The new Russian submarine is an Improved Kilo Class boat. She is one of 13 project 636.3 variants expected to enter service. She uses heavy-duty lead-acid batteries to power the propeller. These are occasionally recharged using diesel generators, an arrangement known as diesel-electric.

The last conventionally powered submarines in the U.S. Navy were the Barbel Class built between 1956-58. Thereafter only nuclear powered submarines have been built. One reason is because the U.S. Navy requires its submarines to travel long distances from their bases to where they will be needed. Nuclear submarines have virtually unlimited range so the main limitation on its endurance is the people. Patrols of over 1 month are common, and sometimes much longer. This compares to weeks for most conventional submarines.

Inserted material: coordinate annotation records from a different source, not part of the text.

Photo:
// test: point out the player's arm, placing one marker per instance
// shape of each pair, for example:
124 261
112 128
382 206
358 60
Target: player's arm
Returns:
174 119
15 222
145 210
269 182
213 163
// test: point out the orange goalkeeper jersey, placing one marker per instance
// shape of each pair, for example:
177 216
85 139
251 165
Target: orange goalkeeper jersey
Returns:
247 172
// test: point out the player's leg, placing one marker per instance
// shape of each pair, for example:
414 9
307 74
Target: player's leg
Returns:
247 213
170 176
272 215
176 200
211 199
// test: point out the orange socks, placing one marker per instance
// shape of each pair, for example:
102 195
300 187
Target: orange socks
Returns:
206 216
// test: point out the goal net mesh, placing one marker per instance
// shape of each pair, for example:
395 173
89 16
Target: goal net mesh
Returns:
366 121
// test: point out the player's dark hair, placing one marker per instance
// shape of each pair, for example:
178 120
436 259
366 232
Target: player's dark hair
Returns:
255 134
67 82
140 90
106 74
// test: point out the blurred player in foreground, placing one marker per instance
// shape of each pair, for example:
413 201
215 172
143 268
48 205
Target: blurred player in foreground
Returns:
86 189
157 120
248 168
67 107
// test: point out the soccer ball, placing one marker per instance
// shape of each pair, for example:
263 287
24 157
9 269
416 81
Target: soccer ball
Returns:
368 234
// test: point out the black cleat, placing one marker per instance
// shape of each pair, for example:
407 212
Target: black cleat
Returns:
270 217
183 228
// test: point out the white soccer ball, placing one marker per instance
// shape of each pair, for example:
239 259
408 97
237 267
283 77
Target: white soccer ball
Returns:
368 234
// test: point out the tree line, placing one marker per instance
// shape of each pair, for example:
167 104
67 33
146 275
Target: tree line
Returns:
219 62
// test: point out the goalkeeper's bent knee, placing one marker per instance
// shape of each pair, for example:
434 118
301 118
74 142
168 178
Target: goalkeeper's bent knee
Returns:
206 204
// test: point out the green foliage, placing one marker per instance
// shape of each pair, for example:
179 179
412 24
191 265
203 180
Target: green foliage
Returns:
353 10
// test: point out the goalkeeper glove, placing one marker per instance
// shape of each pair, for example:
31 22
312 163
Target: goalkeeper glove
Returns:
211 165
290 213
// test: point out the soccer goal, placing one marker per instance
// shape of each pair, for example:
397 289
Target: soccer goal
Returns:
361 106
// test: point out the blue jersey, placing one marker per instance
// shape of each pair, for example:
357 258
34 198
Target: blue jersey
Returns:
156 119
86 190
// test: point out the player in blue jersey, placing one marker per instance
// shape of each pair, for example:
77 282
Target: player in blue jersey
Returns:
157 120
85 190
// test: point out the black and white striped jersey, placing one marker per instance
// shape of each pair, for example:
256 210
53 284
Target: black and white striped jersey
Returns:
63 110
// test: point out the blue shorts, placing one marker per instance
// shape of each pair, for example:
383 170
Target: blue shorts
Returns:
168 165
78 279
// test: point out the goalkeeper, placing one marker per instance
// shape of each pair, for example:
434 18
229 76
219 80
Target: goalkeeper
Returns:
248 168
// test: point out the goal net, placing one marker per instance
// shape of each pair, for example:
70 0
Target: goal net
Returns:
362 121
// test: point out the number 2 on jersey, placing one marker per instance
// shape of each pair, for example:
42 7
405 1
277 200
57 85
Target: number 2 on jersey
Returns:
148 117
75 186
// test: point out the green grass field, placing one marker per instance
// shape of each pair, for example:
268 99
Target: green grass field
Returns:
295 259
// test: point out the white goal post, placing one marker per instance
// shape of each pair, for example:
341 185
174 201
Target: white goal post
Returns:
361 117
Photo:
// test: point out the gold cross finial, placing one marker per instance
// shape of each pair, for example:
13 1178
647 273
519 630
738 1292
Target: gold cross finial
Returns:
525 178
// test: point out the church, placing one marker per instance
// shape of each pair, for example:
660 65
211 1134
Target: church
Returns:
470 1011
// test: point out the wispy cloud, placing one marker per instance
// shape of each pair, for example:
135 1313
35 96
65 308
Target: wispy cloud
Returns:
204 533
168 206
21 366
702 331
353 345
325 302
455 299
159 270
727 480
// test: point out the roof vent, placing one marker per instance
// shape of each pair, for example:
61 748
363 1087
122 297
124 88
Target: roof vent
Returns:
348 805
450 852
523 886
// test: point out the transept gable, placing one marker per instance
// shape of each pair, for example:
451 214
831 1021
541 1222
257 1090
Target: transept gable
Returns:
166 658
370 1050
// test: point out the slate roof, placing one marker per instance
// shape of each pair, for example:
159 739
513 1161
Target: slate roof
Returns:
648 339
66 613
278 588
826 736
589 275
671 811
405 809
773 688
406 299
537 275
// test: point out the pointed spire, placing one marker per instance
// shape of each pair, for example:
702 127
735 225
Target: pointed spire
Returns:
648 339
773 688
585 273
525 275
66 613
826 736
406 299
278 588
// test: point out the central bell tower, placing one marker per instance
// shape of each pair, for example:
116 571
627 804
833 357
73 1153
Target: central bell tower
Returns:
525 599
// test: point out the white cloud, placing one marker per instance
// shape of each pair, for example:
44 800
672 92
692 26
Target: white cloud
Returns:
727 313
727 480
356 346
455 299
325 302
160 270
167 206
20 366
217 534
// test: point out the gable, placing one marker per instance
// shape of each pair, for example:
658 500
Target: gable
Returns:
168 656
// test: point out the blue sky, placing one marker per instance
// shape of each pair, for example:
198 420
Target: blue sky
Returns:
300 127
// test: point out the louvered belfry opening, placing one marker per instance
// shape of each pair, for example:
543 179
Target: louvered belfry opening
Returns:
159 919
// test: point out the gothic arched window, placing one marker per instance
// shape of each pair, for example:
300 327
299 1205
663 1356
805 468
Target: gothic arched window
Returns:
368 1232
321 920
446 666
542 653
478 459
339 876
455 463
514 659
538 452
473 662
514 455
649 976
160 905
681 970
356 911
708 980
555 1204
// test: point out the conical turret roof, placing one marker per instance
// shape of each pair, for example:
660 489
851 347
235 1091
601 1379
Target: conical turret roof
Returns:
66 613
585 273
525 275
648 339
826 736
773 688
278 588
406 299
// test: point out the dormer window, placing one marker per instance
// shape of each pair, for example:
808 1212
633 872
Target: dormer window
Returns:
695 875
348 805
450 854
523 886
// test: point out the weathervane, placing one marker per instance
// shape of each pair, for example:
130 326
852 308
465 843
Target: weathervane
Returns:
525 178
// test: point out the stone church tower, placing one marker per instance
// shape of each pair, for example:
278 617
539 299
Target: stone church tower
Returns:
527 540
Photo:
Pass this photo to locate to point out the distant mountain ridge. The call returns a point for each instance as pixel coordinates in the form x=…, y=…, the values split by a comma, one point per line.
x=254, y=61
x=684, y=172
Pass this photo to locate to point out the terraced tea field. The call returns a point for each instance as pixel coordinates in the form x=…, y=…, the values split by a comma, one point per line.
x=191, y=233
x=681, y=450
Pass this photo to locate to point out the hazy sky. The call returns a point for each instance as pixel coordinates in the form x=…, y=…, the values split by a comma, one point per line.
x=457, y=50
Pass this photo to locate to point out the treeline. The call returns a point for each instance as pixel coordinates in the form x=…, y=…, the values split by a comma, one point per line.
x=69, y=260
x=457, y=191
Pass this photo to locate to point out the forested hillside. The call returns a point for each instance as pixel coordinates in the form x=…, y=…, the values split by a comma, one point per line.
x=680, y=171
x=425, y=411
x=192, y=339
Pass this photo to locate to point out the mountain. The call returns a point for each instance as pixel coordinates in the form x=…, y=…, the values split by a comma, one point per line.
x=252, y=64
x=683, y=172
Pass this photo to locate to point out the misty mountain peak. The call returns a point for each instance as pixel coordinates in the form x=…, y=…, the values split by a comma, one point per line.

Nuclear submarines are also faster and have more surplus energy which can be used to power massive sonar arrays. In open water this makes them much more deadly because they can hear the enemy further away and then move faster to get into position, or get out of trouble. The U.S. is not alone in abandoning conventional submarines. The Royal Navy and French Navy have too.

The first and most obvious strengths of conventional submarines are that they are smaller and thus cheaper to build. And cheaper to crew. And they can turn off almost all systems and sit silently on the sea floor, making them extremely difficult to detect.

Additionally, geography is such that Russia expects many of its submarines to be patrolling relatively close to their home base. This is particularly true of the Baltic and Black Sea fleets. Conventional submarines are deployed to all fleets, even in the vast Pacific where B-274 will be heading.

Unlike many other countries, Russia has not yet adopted modern Air Independent Power (AIP). This means that the Kilo Class, and more modern Lada Class, have to come near the surface to run their diesel engines more often. AIP provides a submarine with an alternative way to drive the propeller without coming to the surface. This extends underwater range and increases stealth. There have been reports that the Lada Class will get AIP, but it has yet to materialize.

So the Russian Navy still values the more limited conventionally powered submarines to complement their nuclear powered boats. The quietness of these boats may give them advantages in some scenarios, particularly in shallower waters.